After an approval has been executed, the approved address can now transfer the lending rights. They do this by calling the transfer() function and passing in the ID of the loan.

Cooler.sol, lines 213-220

/// @notice execute approved transfer of loan ownership
function transfer (uint256 loanID) external {
    if (msg.sender != approvals[loanID])
        revert OnlyApproved();

    approvals[loanID] = address(0);
    loans[loanID].lender = msg.sender;
}

ClearingHouse Role Transfers

The Clearing House has two roles: Operator and Overseer.
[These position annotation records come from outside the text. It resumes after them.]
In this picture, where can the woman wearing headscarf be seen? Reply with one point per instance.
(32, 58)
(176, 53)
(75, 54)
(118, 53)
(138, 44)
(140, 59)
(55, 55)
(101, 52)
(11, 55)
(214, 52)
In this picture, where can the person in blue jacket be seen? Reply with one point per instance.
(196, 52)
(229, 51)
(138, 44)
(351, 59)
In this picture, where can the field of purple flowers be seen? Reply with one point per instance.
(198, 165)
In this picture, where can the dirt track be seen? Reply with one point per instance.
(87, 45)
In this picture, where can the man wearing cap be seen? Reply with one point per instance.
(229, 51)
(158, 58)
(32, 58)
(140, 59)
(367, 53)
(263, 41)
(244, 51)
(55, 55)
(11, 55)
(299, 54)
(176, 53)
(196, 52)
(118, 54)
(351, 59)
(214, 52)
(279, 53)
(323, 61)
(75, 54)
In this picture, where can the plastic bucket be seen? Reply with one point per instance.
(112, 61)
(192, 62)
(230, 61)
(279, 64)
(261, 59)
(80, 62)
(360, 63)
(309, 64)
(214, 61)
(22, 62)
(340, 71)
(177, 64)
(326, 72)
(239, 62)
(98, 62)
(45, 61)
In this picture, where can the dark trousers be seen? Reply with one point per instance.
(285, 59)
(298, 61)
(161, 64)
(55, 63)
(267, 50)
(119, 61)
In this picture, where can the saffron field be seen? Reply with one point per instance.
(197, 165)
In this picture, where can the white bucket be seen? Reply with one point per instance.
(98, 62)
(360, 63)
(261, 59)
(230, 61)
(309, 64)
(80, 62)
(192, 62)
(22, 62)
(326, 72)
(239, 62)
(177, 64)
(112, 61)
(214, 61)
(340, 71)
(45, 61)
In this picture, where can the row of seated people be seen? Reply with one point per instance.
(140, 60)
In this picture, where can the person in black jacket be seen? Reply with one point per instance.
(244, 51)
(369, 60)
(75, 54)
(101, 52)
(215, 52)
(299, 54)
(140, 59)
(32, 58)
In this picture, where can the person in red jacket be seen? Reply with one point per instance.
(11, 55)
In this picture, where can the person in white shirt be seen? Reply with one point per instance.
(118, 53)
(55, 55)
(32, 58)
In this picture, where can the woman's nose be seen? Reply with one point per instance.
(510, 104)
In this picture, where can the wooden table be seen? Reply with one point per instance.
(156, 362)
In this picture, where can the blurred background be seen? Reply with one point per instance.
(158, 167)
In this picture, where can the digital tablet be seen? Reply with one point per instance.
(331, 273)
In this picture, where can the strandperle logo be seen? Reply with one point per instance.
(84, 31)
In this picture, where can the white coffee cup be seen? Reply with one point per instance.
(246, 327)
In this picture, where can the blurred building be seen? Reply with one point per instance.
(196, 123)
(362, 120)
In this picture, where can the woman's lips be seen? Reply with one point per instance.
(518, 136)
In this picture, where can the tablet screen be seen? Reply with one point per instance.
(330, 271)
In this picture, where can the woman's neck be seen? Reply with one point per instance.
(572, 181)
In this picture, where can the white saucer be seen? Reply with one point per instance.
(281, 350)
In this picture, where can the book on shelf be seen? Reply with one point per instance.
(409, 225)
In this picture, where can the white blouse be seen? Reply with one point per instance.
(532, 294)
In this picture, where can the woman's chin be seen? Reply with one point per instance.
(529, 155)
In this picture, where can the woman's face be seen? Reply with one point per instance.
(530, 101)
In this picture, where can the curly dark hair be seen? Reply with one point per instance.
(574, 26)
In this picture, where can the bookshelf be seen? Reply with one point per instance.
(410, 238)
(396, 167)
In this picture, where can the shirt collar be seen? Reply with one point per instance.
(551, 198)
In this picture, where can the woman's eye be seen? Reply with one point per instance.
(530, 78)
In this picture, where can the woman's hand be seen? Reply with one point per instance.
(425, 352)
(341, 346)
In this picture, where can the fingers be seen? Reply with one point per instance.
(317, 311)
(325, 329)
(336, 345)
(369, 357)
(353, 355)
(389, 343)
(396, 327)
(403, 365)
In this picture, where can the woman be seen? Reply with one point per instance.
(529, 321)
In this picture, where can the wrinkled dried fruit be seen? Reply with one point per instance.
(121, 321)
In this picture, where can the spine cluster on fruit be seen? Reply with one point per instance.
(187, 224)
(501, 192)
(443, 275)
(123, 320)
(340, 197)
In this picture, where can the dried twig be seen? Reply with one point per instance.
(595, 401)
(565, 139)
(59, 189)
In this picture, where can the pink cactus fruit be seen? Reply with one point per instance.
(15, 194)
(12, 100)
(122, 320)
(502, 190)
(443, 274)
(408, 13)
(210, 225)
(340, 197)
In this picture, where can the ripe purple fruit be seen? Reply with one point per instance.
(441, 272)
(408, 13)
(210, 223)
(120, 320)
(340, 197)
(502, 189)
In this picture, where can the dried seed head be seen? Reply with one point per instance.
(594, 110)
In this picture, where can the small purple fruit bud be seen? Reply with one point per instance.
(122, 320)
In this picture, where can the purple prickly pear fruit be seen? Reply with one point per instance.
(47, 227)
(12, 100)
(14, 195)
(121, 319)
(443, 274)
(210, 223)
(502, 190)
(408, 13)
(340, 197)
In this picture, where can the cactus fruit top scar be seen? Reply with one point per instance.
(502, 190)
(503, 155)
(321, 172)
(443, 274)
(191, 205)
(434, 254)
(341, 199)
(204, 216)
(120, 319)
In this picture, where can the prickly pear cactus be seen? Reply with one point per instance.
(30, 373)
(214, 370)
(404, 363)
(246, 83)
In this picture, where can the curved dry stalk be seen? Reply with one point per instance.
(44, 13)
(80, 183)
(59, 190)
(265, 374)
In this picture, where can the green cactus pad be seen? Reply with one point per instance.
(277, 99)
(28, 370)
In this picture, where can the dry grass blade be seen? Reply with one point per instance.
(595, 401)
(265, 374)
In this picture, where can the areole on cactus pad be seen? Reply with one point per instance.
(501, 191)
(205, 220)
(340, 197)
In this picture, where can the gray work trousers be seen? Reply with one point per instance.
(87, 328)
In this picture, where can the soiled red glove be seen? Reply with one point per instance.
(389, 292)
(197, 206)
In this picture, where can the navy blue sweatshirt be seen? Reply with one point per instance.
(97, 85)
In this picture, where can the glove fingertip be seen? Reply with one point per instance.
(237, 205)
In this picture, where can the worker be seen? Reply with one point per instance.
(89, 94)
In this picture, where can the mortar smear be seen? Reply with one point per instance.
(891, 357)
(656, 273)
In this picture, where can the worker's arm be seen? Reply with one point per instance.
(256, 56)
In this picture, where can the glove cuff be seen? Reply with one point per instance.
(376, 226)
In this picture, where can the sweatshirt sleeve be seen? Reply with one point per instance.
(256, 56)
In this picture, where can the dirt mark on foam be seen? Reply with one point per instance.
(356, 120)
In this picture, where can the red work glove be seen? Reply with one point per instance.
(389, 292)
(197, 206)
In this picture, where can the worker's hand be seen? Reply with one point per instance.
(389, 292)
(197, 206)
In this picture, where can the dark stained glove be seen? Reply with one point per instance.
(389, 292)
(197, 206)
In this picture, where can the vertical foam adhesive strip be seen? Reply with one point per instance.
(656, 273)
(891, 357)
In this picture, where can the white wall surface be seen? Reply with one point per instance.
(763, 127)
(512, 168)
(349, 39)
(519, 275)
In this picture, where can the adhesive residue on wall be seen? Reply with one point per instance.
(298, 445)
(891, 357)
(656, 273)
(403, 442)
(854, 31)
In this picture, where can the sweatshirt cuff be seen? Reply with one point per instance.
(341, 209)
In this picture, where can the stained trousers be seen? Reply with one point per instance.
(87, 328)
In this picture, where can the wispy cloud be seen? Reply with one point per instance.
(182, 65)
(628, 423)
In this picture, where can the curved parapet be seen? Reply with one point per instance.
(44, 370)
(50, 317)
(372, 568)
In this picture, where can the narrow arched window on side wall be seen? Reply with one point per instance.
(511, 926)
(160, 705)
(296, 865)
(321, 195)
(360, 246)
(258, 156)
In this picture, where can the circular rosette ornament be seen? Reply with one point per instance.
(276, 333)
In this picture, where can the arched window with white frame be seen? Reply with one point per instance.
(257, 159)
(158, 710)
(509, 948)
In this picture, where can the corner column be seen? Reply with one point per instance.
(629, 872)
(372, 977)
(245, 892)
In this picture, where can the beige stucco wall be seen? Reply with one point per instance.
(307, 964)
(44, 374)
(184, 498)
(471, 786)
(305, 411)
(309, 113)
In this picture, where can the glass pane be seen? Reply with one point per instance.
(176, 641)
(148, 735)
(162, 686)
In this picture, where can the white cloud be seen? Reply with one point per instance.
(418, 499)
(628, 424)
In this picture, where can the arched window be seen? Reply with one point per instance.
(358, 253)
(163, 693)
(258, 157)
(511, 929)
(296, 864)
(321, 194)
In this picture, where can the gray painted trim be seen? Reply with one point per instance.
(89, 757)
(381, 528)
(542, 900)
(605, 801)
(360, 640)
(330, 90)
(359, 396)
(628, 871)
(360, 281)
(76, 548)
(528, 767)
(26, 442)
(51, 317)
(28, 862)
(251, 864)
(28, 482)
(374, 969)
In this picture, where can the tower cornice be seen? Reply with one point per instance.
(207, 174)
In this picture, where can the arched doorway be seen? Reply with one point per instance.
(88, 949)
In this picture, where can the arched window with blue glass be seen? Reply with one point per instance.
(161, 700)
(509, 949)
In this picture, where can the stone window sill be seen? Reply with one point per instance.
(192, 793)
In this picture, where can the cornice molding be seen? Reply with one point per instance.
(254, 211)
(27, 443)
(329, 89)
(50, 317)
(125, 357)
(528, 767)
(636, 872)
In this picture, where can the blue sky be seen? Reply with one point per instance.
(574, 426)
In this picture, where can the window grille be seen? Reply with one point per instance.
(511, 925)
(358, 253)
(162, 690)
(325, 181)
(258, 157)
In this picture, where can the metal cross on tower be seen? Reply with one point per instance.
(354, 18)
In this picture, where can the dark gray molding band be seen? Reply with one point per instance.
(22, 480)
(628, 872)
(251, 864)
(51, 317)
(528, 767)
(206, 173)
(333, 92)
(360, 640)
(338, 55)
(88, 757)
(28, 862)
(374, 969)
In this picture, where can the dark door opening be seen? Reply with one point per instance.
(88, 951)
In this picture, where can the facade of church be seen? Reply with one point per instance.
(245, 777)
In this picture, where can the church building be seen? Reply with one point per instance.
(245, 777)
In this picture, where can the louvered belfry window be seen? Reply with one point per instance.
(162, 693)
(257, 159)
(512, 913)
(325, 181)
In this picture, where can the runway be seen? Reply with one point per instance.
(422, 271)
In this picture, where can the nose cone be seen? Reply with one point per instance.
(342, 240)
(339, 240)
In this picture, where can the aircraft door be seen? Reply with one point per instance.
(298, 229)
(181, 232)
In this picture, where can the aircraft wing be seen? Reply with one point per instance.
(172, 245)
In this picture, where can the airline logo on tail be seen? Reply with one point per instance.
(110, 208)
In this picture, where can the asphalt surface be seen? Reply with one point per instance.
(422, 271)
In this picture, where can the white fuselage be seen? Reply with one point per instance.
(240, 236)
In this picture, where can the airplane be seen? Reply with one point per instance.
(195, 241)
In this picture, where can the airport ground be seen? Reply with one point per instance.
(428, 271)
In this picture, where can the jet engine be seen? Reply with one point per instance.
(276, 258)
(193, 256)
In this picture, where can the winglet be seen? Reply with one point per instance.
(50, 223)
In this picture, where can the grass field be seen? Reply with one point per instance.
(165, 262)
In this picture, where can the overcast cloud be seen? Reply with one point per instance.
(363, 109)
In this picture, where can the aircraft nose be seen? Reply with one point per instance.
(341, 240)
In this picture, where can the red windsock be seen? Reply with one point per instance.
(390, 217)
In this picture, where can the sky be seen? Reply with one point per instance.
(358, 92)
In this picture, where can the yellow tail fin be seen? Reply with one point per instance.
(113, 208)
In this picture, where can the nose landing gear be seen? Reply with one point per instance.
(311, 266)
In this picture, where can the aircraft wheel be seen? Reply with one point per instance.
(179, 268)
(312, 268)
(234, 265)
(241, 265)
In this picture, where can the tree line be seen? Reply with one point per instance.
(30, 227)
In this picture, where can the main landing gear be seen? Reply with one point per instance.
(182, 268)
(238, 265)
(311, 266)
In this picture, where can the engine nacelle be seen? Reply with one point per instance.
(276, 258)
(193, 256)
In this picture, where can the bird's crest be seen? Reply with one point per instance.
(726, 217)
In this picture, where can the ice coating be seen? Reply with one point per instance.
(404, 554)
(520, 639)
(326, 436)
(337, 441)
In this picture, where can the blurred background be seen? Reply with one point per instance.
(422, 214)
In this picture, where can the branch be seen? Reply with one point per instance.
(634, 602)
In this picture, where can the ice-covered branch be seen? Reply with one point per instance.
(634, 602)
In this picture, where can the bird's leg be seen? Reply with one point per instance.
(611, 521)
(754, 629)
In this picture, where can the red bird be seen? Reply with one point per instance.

Each can transfer their role to a new address (for, i.e., security purposes). This process is handled with a standard push/pull model to ensure safety.

Either role can call the push() function, passing in the intended new address for their role. That address will be assigned a pending role (but not yet set to the actual role!).

ClearingHouse.sol, lines 118-124

function push (address newAddress) external {
    if (msg.sender == overseer) 
        pendingOverseer = newAddress;
    else if (msg.sender == operator) 
        pendingOperator = newAddress;
    else revert OnlyApproved();
}

Once an address is set as pending, it can call the pull() function to be set as the actual role.

ClearingHouse.sol, lines 127-135

function pull () external {
    if (msg.sender == pendingOverseer) {
        overseer = pendingOverseer;
        pendingOverseer = address(0);
    } else if (msg.sender == pendingOperator) {
        operator = pendingOperator;
        pendingOperator = address(0);
    } else revert OnlyApproved();
}

Note that, because both roles share the same functions, small issues (though easily surmountable) may arise if the same address is set as both Overseer and Operator. However, this should not be done in the first place. Thus, because it is unlikely to occur, and it is recoverable even should it occur, this is not an area of concern.